Fig. 5.. 53BP1 inhibits RAD51 loading at collapsed forks.

(A) Genome browser screenshots displaying END-seq signals at a lagging strand nick-induced DSB generated by nCas9^D/sg5 in WT, BRCA1^−/−, and BRCA1^−/−53BP1^−/− RPE-1 cells. Cells were collected 8 hours (R8h) and 16 hours (R16h) after release from G₁ arrest. (B) Spike-in normalized END-seq signal intensity at nCas9^D/sg5-induced DSB quantified from two independent replicates. Intensity at the R8h time point was normalized to 1, with the signal at R16h calculated relative to R8h. (C) Maximum resection tract lengths quantified from two independent replicates. (D) Genome browser screenshots displaying normalized RAD51 ChIP-seq signals at lagging strand nick-induced DSB generated by nCas9^D/sg4 and nCas9^D/sg5 in WT, BRCA1^−/−, and BRCA1^−/−53BP1^−/− RPE-1 cells (n = 3 independent replicates). Positive- and negative-strand END-seq and RAD51 ChIP-seq reads in (A) and (D) are displayed in black and gray, respectively. Green arrows show replication fork direction. (E) RPA foci in EdU positive nuclei measured 3 hours after 5 Gy IR or 1 hour after 1 μM CPT treatment in WT, BRCA1^−/−, BRCA1^−/−53BP1^−/−, BRCA1^−/− SHLD1^−/−, BRCA1^−/−SHLD2^−/−, BRCA1^−/−SHLD3^−/−, and BRCA1^−/−REV7^−/− RPE-1 cells. (F) RAD51 foci in EdU positive nuclei measured 3 hours after 5 Gy IR or 1 hour after 1 μM CTP treatment in WT, BRCA1^−/−, BRCA1^−/−53BP1^−/−, BRCA1^−/−SHLD1^−/−, BRCA1^−/− SHLD2^−/−, BRCA1^−/−SHLD3^−/−, and BRCA1^−/−REV7^−/− RPE-1 cells (Mann-Whitney test, *P < 0.01, ****P < 0.0001; white dashed line represents the median, and black dashed lines represent the quartiles; ns, not significant).
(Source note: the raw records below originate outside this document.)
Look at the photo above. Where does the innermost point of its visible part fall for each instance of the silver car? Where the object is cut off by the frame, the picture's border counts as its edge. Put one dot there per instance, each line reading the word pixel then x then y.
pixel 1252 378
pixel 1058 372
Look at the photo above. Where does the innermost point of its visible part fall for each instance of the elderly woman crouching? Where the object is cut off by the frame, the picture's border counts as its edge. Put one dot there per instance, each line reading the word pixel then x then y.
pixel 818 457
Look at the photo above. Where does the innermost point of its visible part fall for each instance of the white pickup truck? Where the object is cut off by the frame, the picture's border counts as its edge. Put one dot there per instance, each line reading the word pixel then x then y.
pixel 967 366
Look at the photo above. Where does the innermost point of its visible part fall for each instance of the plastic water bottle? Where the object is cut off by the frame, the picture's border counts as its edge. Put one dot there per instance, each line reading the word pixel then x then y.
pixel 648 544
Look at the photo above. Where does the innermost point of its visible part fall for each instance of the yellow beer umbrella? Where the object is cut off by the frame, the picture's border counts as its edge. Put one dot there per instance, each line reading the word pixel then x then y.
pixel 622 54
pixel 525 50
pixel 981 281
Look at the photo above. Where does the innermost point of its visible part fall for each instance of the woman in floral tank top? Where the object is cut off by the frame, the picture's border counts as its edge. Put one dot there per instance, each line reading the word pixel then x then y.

Fig. 6.. Generation of collapsed forks at diverse genomic loci.

(A) Genome browser screenshots displaying END-seq signals in MCF10A cells that were either nontreated (NT) or expressing nCas9^D/gR-Alu. (B) Genomic distribution of total and Alu-specific END-seq peaks in MCF10A cells expressing nCas9^D/gR-Alu. (C) Heatmap of END-seq signals at Alu-specific and off-target (“Others”) sites. (D) Genome browser screenshot displaying EdU-seq and END-seq profiles. Both lagging- and leading-strand nick-induced DSBs are generated near a unidirectional fork. (E) Scatterplots showing the correlation between END-seq peak asymmetry and RFD of leading and lagging strand nCas9^D/gR-Alu-induced breaks (Spearman correlation; correlation coefficient, r, of 0.74, for leading-strand breaks, and 0.05, for lagging-strand breaks). (F) Genome browser screenshot displaying END-seq signals at nick-induced DSBs generated by nCas9^D/AluGG in WT and BRCA1^−/− RPE-1 cells. (G) Box plot showing maximum resection lengths in WT and BRCA1^−/− cells at AluGG-induced DSBs (Wilcoxon test, *P = 0.033). (H) Radial chromosomes in metaphase spreads from WT, BRCA1^−/−, and BRCA1^−/−53BP1^−/− cells expressing nCas9^D/AluGG (n =3 independent replicates, >40 metaphases analyzed per replicate, **P < 0.005 unpaired t test). Radials in Dox-induced cells were determined by subtracting the radials present before nCas9^D/AluGG induction.